Joining me for lunch was my friend MaryBeth, a very talented baker, who I met through our mutual friend Vanessa and the Chicago Food Swap. We has a wonderful conversation about studying abroad, our kids — MaryBeth has twice as many as I do! — how we are both transplanted East Coasters who now call Chicago home and about our culinary ambitions.

To start, MaryBeth and I both had the green papaya salad with basil, crispy shallots and Vietnamese beef jerky. The papaya was shredded into translucent noodle-like strands that retained a nice crunch. The beef jerky was chewy and slightly sweet and the dressing — perhaps a rice wine vinegar? — was also slightly sweet yet tangy. It was delicious and even though the portion was quite large, light enough to leave plenty of room for the mains.

I was boxed out of the main course seafood stew by my shellfish allergy, but MaryBeth got it. That dish plainly reflected a Thai influence with its spicy coconut-scented broth. I would love to have tried it, but was content with my beef and rice noodle salad. The salad reflected everything I love about Vietnamese food: it was light and refreshing with lots of complementary textures and flavors. Maybe in retrospect I shouldn't have ordered two cold dishes, but in truth, I didn't mind even on such a cold day. It felt appropriate for lunch.

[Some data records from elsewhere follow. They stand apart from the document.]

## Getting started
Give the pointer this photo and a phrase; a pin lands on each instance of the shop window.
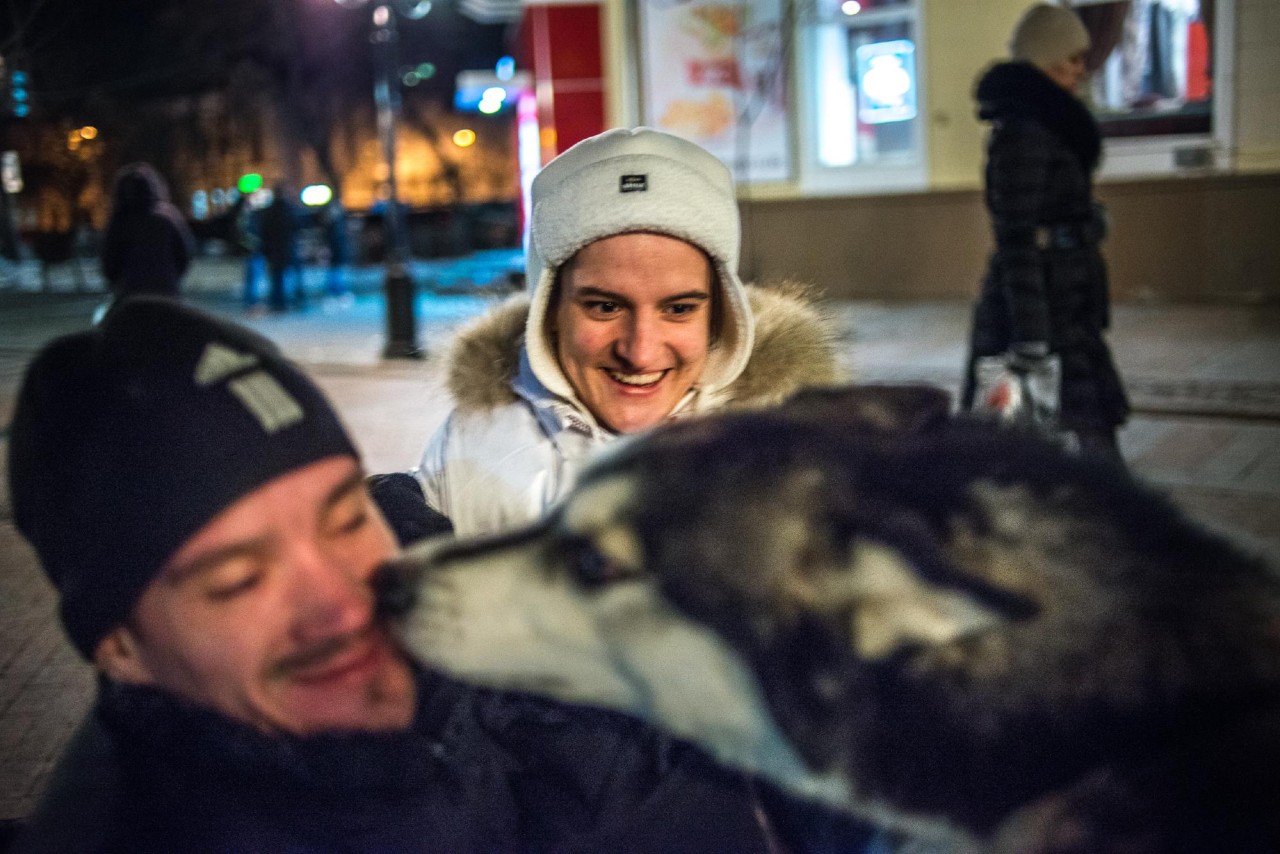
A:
(714, 72)
(862, 92)
(1152, 65)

MaryBeth and I split again on the dessert. She tried the cream puff filled with green tea pastry cream and I had the almond-tofu custard with ginger and what I suspect was a plum compote. MaryBeth and I agreed that the shell of the cream puff was  not special but the green tea cream was heaven. My custard arrived quivering, which was slightly disconcerting, but had a wonderful silky texture and the tart compote added zing. The slices of ginger and slivered almonds gave some bite to the silken custard.

Throughout lunch, service was smooth and highly professional, as is fitting for such a sleek, cool restaurant. Cool is the operative word here. There is nothing especially cozy or warm about Embeya. It is definitely a cool, stylish restaurant for cool, stylish people. But I think anyone who appreciates elegant, precise Vietnamese food will want to give Embeya a try. I am definitely planning to return.

Next week, however, (at least!) two more Restaurant Week lunches await me: Naha and Blackbird. Stay tuned!

Full disclosure time: This post was not sponsored in any way and I paid for my lunch at Embeya in full.